Agentic RAG vs traditional RAG: what is the difference?
Traditional RAG usually retrieves relevant chunks once and sends them to an LLM as context. Agentic RAG makes retrieval iterative. The agent can break a task into sub-questions, search multiple times, evaluate results, reformulate queries, and decide whether it has enough evidence to continue.
Why do AI agents need memory?
AI agents need memory because they operate across tasks, tools, and repeated interactions.
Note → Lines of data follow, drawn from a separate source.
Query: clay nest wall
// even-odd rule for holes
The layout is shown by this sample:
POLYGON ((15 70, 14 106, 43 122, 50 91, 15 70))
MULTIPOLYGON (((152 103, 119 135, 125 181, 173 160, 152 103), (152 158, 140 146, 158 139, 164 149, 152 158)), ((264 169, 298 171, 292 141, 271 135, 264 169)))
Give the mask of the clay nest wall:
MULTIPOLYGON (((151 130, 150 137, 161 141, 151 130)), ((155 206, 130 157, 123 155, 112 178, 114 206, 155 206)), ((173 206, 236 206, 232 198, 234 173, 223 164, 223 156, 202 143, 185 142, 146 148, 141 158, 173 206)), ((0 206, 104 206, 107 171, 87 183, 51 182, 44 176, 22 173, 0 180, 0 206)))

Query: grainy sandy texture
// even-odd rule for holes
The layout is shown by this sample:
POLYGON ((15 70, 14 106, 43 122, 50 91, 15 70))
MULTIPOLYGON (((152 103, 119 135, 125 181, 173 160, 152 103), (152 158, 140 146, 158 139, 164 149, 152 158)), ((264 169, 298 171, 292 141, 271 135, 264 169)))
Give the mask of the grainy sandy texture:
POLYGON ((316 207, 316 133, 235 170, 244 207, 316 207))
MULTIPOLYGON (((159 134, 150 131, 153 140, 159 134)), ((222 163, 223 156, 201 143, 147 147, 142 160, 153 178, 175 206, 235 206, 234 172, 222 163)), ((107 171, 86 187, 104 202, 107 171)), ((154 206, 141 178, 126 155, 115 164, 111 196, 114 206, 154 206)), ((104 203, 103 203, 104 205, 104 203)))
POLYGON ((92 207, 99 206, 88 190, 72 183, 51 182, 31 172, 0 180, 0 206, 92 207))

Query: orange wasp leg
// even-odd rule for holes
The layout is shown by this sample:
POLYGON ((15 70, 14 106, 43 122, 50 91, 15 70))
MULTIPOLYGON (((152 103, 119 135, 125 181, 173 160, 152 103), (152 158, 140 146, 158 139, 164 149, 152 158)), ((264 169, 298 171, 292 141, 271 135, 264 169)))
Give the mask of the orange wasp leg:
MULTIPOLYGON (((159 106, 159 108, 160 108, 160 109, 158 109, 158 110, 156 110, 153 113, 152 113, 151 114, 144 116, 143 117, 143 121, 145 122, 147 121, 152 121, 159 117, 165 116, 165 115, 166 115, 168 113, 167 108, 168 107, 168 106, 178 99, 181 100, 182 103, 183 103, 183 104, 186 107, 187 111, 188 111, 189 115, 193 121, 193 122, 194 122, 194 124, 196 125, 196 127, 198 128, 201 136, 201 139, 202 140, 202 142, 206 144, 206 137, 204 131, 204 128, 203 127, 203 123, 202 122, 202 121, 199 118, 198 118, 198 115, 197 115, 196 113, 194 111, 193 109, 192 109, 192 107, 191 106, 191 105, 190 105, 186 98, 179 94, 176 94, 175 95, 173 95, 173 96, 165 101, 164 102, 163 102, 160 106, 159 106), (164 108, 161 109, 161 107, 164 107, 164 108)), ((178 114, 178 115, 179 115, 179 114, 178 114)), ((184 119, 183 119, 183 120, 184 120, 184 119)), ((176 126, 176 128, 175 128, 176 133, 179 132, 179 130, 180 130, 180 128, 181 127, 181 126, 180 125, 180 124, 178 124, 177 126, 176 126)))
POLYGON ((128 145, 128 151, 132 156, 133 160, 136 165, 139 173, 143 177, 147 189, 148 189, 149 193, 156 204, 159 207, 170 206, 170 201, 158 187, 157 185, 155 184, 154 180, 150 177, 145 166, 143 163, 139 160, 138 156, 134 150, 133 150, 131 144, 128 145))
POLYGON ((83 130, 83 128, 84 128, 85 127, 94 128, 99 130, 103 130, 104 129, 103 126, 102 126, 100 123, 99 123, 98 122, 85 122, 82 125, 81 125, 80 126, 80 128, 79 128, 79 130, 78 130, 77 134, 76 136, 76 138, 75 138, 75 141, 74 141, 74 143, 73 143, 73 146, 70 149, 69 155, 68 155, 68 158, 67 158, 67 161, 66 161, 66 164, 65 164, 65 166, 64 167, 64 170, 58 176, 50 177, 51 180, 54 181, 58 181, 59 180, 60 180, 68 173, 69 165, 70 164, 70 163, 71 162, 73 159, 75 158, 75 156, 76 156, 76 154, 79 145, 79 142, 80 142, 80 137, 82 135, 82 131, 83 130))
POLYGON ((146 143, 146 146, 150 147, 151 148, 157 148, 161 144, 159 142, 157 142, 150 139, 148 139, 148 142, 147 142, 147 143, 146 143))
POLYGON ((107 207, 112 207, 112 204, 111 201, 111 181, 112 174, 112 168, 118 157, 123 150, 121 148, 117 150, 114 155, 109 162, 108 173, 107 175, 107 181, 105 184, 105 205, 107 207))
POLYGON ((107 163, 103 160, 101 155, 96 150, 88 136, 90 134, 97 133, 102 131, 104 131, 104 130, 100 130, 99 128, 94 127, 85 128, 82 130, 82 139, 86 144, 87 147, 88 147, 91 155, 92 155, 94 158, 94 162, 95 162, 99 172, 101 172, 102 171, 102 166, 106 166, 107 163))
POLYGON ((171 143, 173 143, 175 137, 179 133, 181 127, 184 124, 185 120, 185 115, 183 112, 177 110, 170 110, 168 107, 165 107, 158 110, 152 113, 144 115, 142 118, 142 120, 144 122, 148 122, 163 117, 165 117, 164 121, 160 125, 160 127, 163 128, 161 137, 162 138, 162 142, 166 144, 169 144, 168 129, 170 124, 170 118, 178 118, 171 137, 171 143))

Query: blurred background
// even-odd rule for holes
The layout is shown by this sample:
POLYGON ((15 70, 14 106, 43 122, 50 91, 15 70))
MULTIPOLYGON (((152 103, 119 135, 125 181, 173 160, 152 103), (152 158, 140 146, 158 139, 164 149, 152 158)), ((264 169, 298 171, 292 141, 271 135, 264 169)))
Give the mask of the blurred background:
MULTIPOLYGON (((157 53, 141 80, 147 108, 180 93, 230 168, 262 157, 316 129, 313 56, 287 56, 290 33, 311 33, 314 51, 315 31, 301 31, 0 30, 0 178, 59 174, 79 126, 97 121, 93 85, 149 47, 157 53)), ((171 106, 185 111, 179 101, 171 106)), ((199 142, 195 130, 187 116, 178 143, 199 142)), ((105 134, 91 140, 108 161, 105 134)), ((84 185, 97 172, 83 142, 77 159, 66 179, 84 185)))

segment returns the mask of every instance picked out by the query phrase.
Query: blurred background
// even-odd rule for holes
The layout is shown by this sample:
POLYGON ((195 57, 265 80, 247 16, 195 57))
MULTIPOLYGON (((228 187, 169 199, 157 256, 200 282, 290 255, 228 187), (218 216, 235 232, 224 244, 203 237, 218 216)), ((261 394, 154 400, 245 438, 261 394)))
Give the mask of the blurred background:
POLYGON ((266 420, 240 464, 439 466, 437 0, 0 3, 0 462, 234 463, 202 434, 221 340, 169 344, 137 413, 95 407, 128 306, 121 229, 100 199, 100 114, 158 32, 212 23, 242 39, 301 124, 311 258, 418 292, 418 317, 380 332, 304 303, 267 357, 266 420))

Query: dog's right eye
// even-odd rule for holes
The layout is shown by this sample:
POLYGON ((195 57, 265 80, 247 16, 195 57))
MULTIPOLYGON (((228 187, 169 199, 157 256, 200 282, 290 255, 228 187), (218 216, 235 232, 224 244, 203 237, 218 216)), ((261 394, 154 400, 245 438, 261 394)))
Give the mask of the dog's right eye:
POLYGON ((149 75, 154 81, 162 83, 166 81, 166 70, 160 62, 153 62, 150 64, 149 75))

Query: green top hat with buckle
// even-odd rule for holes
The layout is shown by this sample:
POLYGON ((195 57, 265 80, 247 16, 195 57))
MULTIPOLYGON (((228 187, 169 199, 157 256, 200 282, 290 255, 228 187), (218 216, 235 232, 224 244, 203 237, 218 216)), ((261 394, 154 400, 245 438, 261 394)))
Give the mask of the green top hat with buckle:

Memory helps them avoid repeating the same steps, preserve useful context, store preferences and constraints, and reuse successful patterns from previous runs.
What is a knowledge engine?
A knowledge engine is an infrastructure layer that prepares information for agents before retrieval happens. Instead of giving an agent raw files, it can compile, structure, update, and serve task-specific knowledge that the agent can use more directly.
Are vector databases still needed in agentic AI?
Yes. Vector databases still provide the retrieval substrate for semantic search, hybrid search, metadata filtering, and memory lookup. What is changing is the layer around them: retrieval is becoming more dynamic, memory-aware, and integrated into agent workflows.